数学的には、電磁気学はSU(2) × U(1)ゲージ群を持つヤン・ミルズ場として弱い相互作用と統一され、これは系のダイナミクスを変えることなく電弱ゲージ場に適用できる形式的な操作を記述する。これらの場は、弱アイソスピン場W 1W 2W 3、および弱ハイパーチャージ場Bである。この不変性は電弱対称性として知られている。

SU(2)U(1)生成元は、それぞれ弱アイソスピンTと表記)と弱ハイパーチャージYと表記)と呼ばれます。これらは、電弱相互作用を媒介するゲージボソン、すなわち弱アイソスピンの3つのWボソン( W 1W 2W 3)と弱ハイパーチャージのBボソンを生み出します。これらはすべて「初期」質量ゼロです。これらは、自発的対称性の破れとそれに関連するヒッグス機構が発現する前は、まだ物理場ではありません

標準モデルでは、観測される物理粒子であるW±
およびZ0
ボソン
光子は、ヒッグス機構(ヒッグス粒子も参照)によってもたらされる電弱対称性SU(2) × U(1) YからU(1) emへの自発的な対称性の破れによって生成されます[b]ヒッグス機構は、対称性の実現を「自発的に」変更し、自由度を再配置する精巧な量子場理論の現象です。[8] [9] [10] [11]

電荷は、Y W(弱い超電荷)と、ヒッグス粒子と結合しない弱いアイソスピン()のT 3成分との特定の線形結合(非自明)として生じる。つまり、ヒッグス粒子と電磁場は、基本的な力のレベル(「ツリーレベル」)では互いに影響を及ぼさないが、超電荷と弱いアイソスピンの他の組み合わせはヒッグス粒子と相互作用する必要がある。これにより、ヒッグス粒子と相互作用する弱い力と、相互作用しない電磁気力との間に、見かけ上の分離が生じる。数学的には、電荷は、図に示されている 超電荷とT 3の特定の組み合わせである。

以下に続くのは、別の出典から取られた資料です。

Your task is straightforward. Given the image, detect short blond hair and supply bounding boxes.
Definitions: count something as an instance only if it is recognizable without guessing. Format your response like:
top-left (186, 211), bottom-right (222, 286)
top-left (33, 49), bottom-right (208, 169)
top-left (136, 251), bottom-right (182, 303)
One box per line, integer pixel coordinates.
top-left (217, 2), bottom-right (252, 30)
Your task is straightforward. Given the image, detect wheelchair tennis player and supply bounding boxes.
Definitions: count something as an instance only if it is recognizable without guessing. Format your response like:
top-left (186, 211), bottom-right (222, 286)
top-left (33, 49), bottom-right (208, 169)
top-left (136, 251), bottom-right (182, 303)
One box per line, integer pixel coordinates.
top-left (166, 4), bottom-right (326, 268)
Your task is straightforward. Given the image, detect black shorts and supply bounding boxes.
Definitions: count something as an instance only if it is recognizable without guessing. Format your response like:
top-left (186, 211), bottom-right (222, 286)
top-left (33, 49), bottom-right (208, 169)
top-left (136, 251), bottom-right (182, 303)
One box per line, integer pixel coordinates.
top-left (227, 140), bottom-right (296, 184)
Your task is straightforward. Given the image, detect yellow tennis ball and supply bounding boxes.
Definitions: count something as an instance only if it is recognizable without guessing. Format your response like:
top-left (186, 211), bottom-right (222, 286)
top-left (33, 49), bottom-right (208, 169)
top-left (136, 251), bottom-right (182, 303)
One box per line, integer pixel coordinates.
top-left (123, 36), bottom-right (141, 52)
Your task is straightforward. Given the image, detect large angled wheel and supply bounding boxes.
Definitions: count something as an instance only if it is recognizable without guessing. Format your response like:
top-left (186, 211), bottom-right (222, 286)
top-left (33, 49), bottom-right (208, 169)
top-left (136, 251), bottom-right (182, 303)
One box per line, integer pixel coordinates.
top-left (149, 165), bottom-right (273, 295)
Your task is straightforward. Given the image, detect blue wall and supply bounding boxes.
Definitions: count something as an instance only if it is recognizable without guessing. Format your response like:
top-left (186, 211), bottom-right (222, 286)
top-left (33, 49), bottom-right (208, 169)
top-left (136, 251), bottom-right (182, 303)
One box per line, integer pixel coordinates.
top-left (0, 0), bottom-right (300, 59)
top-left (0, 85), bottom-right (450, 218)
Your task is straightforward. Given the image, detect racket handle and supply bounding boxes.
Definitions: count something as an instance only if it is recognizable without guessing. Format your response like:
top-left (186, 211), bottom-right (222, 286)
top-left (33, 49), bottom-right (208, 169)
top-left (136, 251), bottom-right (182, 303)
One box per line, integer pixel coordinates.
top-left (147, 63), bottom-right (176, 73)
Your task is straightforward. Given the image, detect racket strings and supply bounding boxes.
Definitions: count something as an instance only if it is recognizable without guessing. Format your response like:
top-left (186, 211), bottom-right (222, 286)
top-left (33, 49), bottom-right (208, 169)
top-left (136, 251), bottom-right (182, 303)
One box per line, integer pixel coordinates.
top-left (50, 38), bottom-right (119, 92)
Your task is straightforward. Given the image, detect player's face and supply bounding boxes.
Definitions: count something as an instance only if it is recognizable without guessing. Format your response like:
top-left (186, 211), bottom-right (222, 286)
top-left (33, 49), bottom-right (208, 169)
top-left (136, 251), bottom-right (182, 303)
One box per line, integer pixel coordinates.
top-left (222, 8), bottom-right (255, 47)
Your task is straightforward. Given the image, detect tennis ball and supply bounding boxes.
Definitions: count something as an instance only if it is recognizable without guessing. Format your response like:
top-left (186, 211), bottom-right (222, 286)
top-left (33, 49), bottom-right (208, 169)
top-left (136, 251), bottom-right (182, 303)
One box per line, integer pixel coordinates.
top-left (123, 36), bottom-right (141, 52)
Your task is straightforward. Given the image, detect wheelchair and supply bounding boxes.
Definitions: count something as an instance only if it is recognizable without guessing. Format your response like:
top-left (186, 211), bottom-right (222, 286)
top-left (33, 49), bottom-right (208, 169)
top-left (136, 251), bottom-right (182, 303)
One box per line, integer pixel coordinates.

U(1) em(電磁気学のみの対称群)は、この特別な線形結合によって生成される群として定義され、U(1) em群によって記述される対称性は、ヒッグスと直接相互作用しないため、破られていない。 [c]

上記の自発的対称性の破れにより、W3ボソンBボソンは異なる質量を持つ2つの異なる物理的ボソン、すなわちZボソンに合体する。0
ボソンと光子(γ)は、

ここで、θ Wは弱混合角である。粒子を表す軸は、本質的には(W 3 , B)平面内で角度θ Wだけ回転している。これにより、Z軸の質量とZ軸の質量との間に不一致が生じる。0
そしてWの質量±
粒子(それぞれm Zおよびm Wと表記)

W 1ボソンとW 2ボソン結合して、荷電質量ボソンWを生成する。±
: [12]

ラグランジアン

電弱対称性の破れ以前

電弱相互作用のラグランジアンは、電弱対称性の破れが現れる前に4つの部分に分割ます

この用語は、3つのW ベクトルボソンとBベクトルボソンの間の相互作用を記述する。

ここで、( ) とは、弱アイソスピンゲージ場と弱ハイパーチャージゲージ場の場強度テンソルです。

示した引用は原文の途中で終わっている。